Random Vector: Indicates that the initial SOM vectors will be constructed as random vectors
generated to reflect the magnitude of the data set. These initial vectors are not actual
expression vectors in the data set.
Neighborhood
The neighborhood options indicate the conventions (formulas) used to update (adapt) an SOM vector
once an expression vector has been added into a Node's neighborhood.
Bubble: This option uses the provided radius (see above) to determine which surrounding
SOM nodes are in the neighborhood and therefore are candidates for adaptation.
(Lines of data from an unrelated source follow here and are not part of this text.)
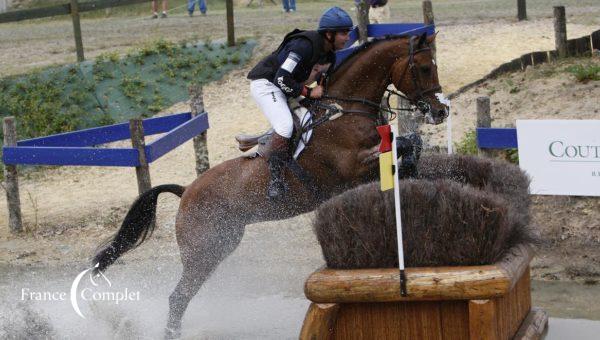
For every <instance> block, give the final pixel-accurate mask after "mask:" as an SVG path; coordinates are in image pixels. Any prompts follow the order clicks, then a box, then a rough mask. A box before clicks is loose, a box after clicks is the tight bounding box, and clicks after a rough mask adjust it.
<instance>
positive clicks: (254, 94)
mask: <svg viewBox="0 0 600 340" xmlns="http://www.w3.org/2000/svg"><path fill="white" fill-rule="evenodd" d="M250 93H251V94H252V98H254V100H255V101H256V103H257V104H258V107H259V108H260V110H261V111H262V112H263V113H264V115H265V116H267V119H268V120H269V123H271V126H273V129H274V130H275V132H277V134H278V135H280V136H281V137H285V138H291V137H292V132H293V131H294V122H293V121H292V112H291V111H290V108H289V106H288V103H287V98H286V96H285V94H283V92H282V91H281V89H280V88H278V87H277V86H275V85H274V84H273V83H271V82H270V81H268V80H266V79H257V80H253V81H252V82H251V83H250Z"/></svg>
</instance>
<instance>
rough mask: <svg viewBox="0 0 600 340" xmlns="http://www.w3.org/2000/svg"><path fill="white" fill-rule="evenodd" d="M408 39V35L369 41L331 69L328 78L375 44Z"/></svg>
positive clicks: (361, 45) (387, 35)
mask: <svg viewBox="0 0 600 340" xmlns="http://www.w3.org/2000/svg"><path fill="white" fill-rule="evenodd" d="M409 37H410V36H408V35H386V36H384V37H383V38H377V39H373V40H371V41H367V42H366V43H364V44H362V45H360V46H358V47H356V49H355V50H354V51H352V53H350V55H348V56H347V57H346V59H344V60H343V61H342V62H341V63H340V64H339V65H338V66H336V67H335V68H334V69H333V71H332V72H331V73H330V76H333V75H335V74H336V72H337V71H339V70H340V69H342V67H344V66H346V64H348V63H349V61H350V60H352V59H354V57H356V56H357V55H359V54H361V53H362V52H364V51H365V50H367V49H369V48H371V47H372V46H374V45H377V44H379V43H381V42H385V41H390V40H397V39H403V38H409Z"/></svg>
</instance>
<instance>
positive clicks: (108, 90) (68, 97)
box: [0, 40, 254, 142]
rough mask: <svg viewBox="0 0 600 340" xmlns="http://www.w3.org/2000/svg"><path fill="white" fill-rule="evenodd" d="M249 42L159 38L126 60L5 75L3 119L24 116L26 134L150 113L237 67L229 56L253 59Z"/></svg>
mask: <svg viewBox="0 0 600 340" xmlns="http://www.w3.org/2000/svg"><path fill="white" fill-rule="evenodd" d="M246 45H247V46H246ZM246 45H244V46H242V47H240V46H238V47H231V48H230V47H224V48H219V49H217V50H216V51H215V50H214V48H213V50H209V49H208V48H206V47H203V46H202V45H200V46H195V44H187V43H186V44H176V43H172V42H169V41H165V40H158V41H155V42H152V43H148V44H146V45H144V46H143V47H141V48H140V49H138V50H134V51H130V52H129V53H127V54H126V56H125V57H123V58H122V59H121V58H119V54H118V53H116V52H112V53H104V54H101V55H99V56H98V57H96V58H95V60H94V61H91V62H84V63H80V64H73V65H67V66H59V67H50V68H47V69H42V70H39V71H36V72H32V73H30V74H26V75H21V76H13V77H10V78H4V79H0V116H9V115H10V116H16V117H17V122H18V124H17V127H18V131H17V133H18V135H19V139H25V138H32V137H38V136H45V135H51V134H55V133H61V132H67V131H73V130H78V129H82V128H88V127H94V126H100V125H109V124H114V123H115V122H120V121H124V120H126V119H129V118H131V117H133V116H138V115H144V116H149V115H152V114H153V113H156V112H159V111H160V110H163V109H164V108H165V107H167V106H169V105H172V104H173V103H175V102H178V101H183V100H185V99H187V96H188V94H187V87H188V85H189V83H191V82H194V83H197V84H204V83H206V82H208V81H211V80H213V79H218V78H219V77H220V76H222V75H223V74H225V72H226V71H228V70H230V69H232V68H233V65H232V64H233V62H232V63H229V61H230V59H229V58H228V57H226V55H232V57H231V59H235V60H236V64H239V63H243V62H245V61H246V60H248V58H249V57H250V54H251V52H252V48H253V47H254V46H253V44H246ZM211 46H212V45H211ZM215 46H217V45H215ZM209 64H210V65H213V67H214V68H213V69H210V72H208V67H207V65H209ZM1 141H2V131H0V142H1Z"/></svg>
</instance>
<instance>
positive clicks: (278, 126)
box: [273, 122, 294, 138]
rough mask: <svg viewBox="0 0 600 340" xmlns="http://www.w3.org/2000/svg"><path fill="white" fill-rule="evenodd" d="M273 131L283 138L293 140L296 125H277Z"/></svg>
mask: <svg viewBox="0 0 600 340" xmlns="http://www.w3.org/2000/svg"><path fill="white" fill-rule="evenodd" d="M273 129H274V130H275V132H277V134H278V135H280V136H281V137H285V138H292V133H293V131H294V123H293V122H292V123H291V124H285V123H283V124H277V126H275V125H274V126H273Z"/></svg>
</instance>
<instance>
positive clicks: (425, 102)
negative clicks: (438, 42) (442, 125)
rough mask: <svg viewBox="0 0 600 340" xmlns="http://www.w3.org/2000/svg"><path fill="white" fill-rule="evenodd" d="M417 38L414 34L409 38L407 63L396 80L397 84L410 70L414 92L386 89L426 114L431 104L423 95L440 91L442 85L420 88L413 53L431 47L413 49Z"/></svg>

When this option is selected the Alpha parameter for scaling the adaptation is used directly
as provided from the user.
Gaussian: This option forces all SOM vectors in the network to be adapted regardless of proximity to the
winning node. In this case the Alpha parameter is scaled based on the distance between
the SOM vector to be adapted and the winning node's SOM vector.
Topology
Indicates whether the topology should be rectangular or hexagonal. If rectangular topology is selected
the node-to-node distance is determined as Euclidean distance within the two dimensional
x-y grid. If hexagonal distance is used an appropriate formula is used to determine the distance
given the coordinates of the two nodes.
Hierarchical Clustering
This check box selects whether to perform hierarchical clustering on the elements in each cluster
created.